Literature screening and data extraction
2.3
Two reviewers independently performed study selection and quality assessment. EndNote X9 software was used to manage the search results, and duplicate records were removed using both automated and manual procedures. Titles and abstracts were screened to exclude studies that clearly did not meet the predefined inclusion criteria. Subsequently, the full texts of potentially eligible articles were reviewed in detail to identify studies that fulfilled all eligibility criteria. Any disagreements between the two reviewers were resolved by discussion or, if necessary, in consultation with a third reviewer. To ensure methodological rigor, inter-rater reliability was evaluated using Cohen’s kappa statistic. Data from the included studies were organized in Excel 2019, and a standardized data extraction form was used to collect information from each eligible study. Extracted variables included article title, first author, year of publication, study design, sample size, details of the intervention and control, outcome measures, and other relevant characteristics. Every effort was made to ensure data completeness; when important data were missing, the corresponding authors were contacted to obtain the required information (Supplementary Table S3). After data extraction, all entries were cross-checked for accuracy, and any discrepancies were resolved by consensus between the two reviewers or, when necessary, through consultation with a third reviewer.

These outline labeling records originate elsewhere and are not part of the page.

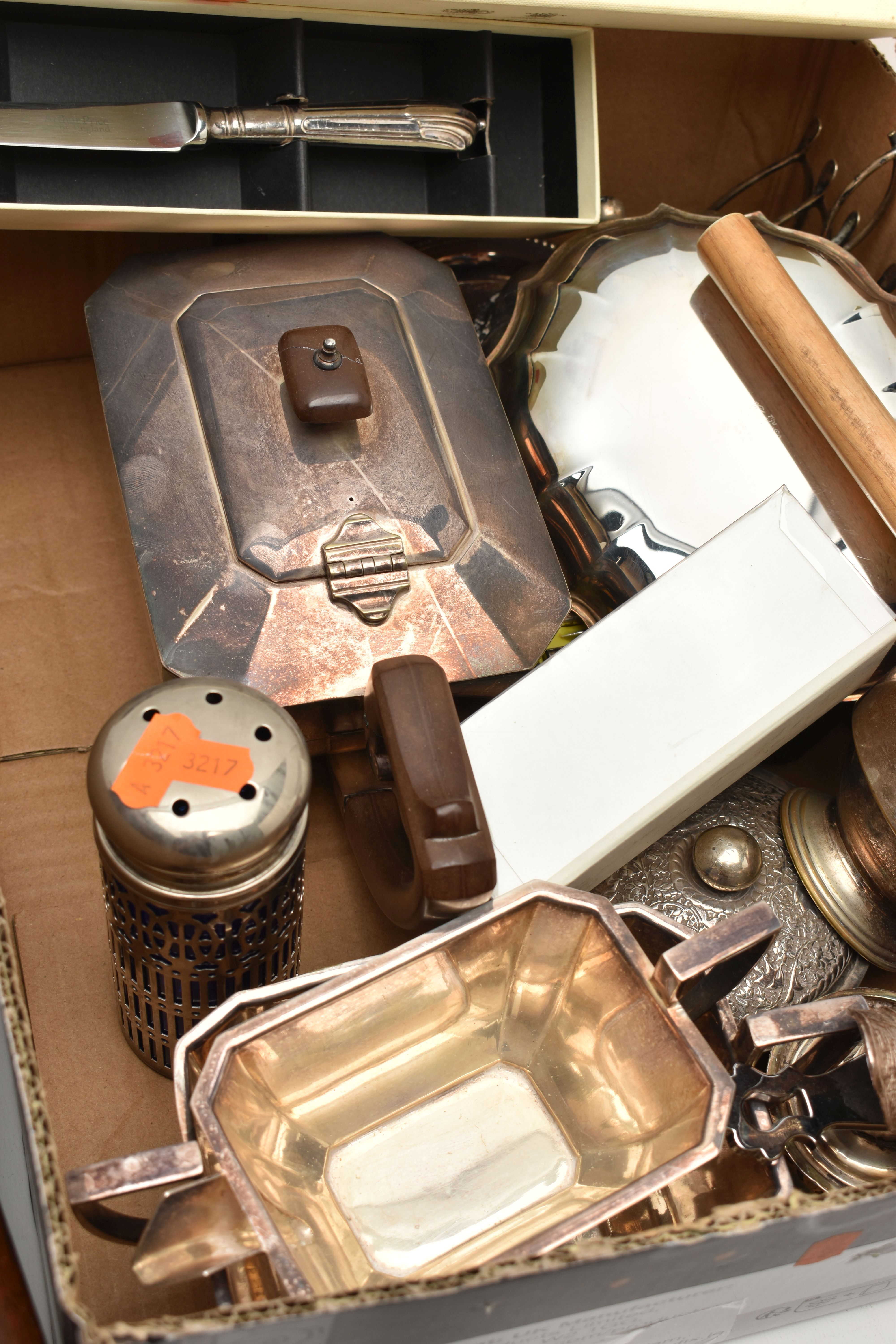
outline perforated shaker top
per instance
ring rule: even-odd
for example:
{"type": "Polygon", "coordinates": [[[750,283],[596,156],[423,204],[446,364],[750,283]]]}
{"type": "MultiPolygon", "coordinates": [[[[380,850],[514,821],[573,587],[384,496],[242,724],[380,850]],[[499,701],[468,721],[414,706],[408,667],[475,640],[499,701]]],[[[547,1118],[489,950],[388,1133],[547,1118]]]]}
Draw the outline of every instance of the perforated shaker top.
{"type": "Polygon", "coordinates": [[[136,696],[105,724],[87,766],[113,852],[150,882],[195,891],[275,864],[305,828],[310,782],[289,714],[220,677],[136,696]]]}

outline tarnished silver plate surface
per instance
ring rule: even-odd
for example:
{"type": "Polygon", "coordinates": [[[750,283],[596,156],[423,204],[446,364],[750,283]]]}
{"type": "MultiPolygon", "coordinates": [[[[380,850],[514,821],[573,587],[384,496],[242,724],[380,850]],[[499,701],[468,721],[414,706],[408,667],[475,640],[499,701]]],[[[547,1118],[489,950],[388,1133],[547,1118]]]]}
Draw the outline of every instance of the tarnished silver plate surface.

Literature quality evaluation
2.4
The Cochrane risk-of-bias assessment tool (16) was used to evaluate the risk of bias in the included randomized controlled trials. This tool includes seven domains: random sequence generation, allocation concealment, blinding of participants and personnel, blinding of outcome assessment, incomplete outcome data, selective reporting, and other sources of bias. Each domain was judged as having “low risk”, “high risk”, or “unclear risk” of bias. For cohort and case-control studies, the Newcastle–Ottawa Scale (NOS) for non-randomized studies (17) was used to assess quality across three domains: selection of study participants, comparability between groups, and assessment of outcomes. Risk of bias was judged using the semi-quantitative “star” rating system. In this system, the comparability domain can receive up to two stars, whereas each of the remaining items can receive at most one star. The maximum total score is 9 stars, with higher scores indicating higher methodological quality. Studies with scores of 0–3 were classified as low quality, those with scores of 4–6 as moderate quality, and those with scores of 7–9 as high quality.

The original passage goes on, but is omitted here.